Insiden di Tayri kembali memusatkan perhatian pada keselamatan jurnalis yang bekerja di wilayah konflik. Dalam peristiwa itu, jurnalis Amal Khalil dari surat kabar Al Akhbar tewas setelah serangan udara di Lebanon Selatan, sementara fotografer lepas Zeinab Faraj mengalami luka dan harus dievakuasi dalam situasi yang masih berbahaya.
Perdana Menteri Lebanon Nawaf Salam langsung menanggapi serangan tersebut dengan tuduhan keras kepada Israel. Melalui pernyataan di media sosial, ia menyebut penembakan ke arah area saat tim penyelamat berupaya mendekat sebagai tindakan yang sangat serius dan menggambarkannya sebagai “kejahatan perang yang nyata”.
Nawaf Salam menilai pola serangan seperti itu bukan hal baru dalam ketegangan di perbatasan. Ia menegaskan bahwa serangan terhadap pekerja media, lalu penembakan ke area saat proses penyelamatan berlangsung, menunjukkan tindakan yang tidak bisa dianggap biasa.
Laporan National News Agency atau NNA menyebut proses evakuasi Zeinab Faraj berlangsung di bawah tembakan yang masih terdengar di sekitar lokasi. Tim Palang Merah disebut harus membawa Faraj ke rumah sakit ketika situasi di Tayri belum benar-benar aman bagi petugas darurat.
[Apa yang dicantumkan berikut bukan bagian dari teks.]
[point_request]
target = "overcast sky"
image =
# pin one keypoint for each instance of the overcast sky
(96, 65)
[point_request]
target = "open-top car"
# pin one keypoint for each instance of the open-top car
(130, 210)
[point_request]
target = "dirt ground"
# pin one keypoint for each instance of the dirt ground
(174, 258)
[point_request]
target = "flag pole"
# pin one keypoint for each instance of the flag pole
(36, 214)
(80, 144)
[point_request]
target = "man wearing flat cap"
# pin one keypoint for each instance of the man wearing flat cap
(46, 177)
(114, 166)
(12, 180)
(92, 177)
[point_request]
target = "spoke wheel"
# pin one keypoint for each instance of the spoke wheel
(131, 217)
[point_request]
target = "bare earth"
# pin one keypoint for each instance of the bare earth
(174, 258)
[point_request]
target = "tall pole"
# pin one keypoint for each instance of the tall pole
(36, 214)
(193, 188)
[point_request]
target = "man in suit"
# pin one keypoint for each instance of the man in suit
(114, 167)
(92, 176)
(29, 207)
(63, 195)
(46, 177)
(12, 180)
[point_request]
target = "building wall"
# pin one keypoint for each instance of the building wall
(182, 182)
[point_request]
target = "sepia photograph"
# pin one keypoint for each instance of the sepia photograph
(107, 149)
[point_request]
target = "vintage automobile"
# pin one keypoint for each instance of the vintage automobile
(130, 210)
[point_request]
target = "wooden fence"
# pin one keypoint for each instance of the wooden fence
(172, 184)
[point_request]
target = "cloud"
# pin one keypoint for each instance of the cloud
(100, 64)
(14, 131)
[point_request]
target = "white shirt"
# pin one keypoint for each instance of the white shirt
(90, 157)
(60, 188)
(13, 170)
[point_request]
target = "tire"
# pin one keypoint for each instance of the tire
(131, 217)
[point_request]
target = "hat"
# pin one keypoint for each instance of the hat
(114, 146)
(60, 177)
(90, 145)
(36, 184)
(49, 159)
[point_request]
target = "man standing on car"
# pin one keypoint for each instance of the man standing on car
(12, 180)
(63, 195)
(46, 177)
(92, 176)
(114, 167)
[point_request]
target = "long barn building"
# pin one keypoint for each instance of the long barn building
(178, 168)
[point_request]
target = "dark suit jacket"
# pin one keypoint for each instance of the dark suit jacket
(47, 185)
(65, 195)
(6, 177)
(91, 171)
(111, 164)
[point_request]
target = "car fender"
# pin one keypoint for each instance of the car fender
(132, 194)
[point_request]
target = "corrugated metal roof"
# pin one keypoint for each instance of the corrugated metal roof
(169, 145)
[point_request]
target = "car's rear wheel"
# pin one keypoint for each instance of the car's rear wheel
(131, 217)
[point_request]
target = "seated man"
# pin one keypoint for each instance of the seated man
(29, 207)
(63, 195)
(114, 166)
Pemerintah Lebanon juga menuduh militer Israel menghambat kerja tim penyelamat yang berusaha menjangkau korban di antara reruntuhan. Dalam insiden itu, serangan tidak hanya merusak lokasi tempat para jurnalis berlindung, tetapi juga memunculkan korban dari kalangan sipil.
Dari sisi lain, militer Israel membantah bahwa jurnalis menjadi sasaran. Dalam keterangan resminya, pihak Israel menyatakan operasi itu diarahkan pada struktur yang diduga menjadi basis militer Hezbollah.
Israel juga menyebut mereka mendeteksi dua kendaraan mencurigakan yang mendekati posisi pasukan mereka. Pihak militer mengatakan tindakan yang diambil bertujuan mengurangi risiko terhadap jurnalis sekaligus menjaga keselamatan pasukan.
Sikap berbeda disampaikan Committee to Protect Journalists atau CPJ. Organisasi itu meminta pertanggungjawaban atas insiden di Tayri dan menilai pasukan Israel bertanggung jawab atas bahaya yang menimpa Amal Khalil serta luka yang dialami Zeinab Faraj.
Direktur Regional CPJ, Sara Qudah, mengatakan serangan itu mengarah ke lokasi tempat para jurnalis berada. Pandangan ini memperkuat sorotan terhadap risiko yang terus dihadapi pekerja media saat meliput kekerasan di Lebanon Selatan.
Nama Amal Khalil menambah daftar panjang korban di kalangan jurnalis. CPJ menyebut ia menjadi pekerja media keempat yang tewas akibat tindakan militer Israel sejak Maret.
Data CPJ juga menunjukkan Israel bertanggung jawab atas dua pertiga dari total kematian jurnalis dan pekerja media sepanjang 2025. Angka itu menggambarkan besarnya ancaman yang membayangi profesi jurnalis di tengah konflik bersenjata dan memperlihatkan betapa sulitnya memastikan keselamatan mereka saat bertugas.
Insiden di Tayri terjadi di tengah masa gencatan senjata 10 hari yang sebelumnya diumumkan Presiden AS Donald Trump. Kesepakatan itu semestinya membuka ruang dialog diplomatik untuk meredakan ketegangan antara Israel dan Hezbollah, dengan rencana perundingan lanjutan di Washington.
Di tengah situasi tersebut, pakar PBB mendesak investigasi internasional yang independen untuk mengusut rangkaian pembunuhan wartawan di Lebanon. Peristiwa yang menewaskan Amal Khalil dan melukai Zeinab Faraj kembali menegaskan bahwa perlindungan jurnalis di zona konflik masih menjadi persoalan mendesak yang belum mendapat jawaban memadai.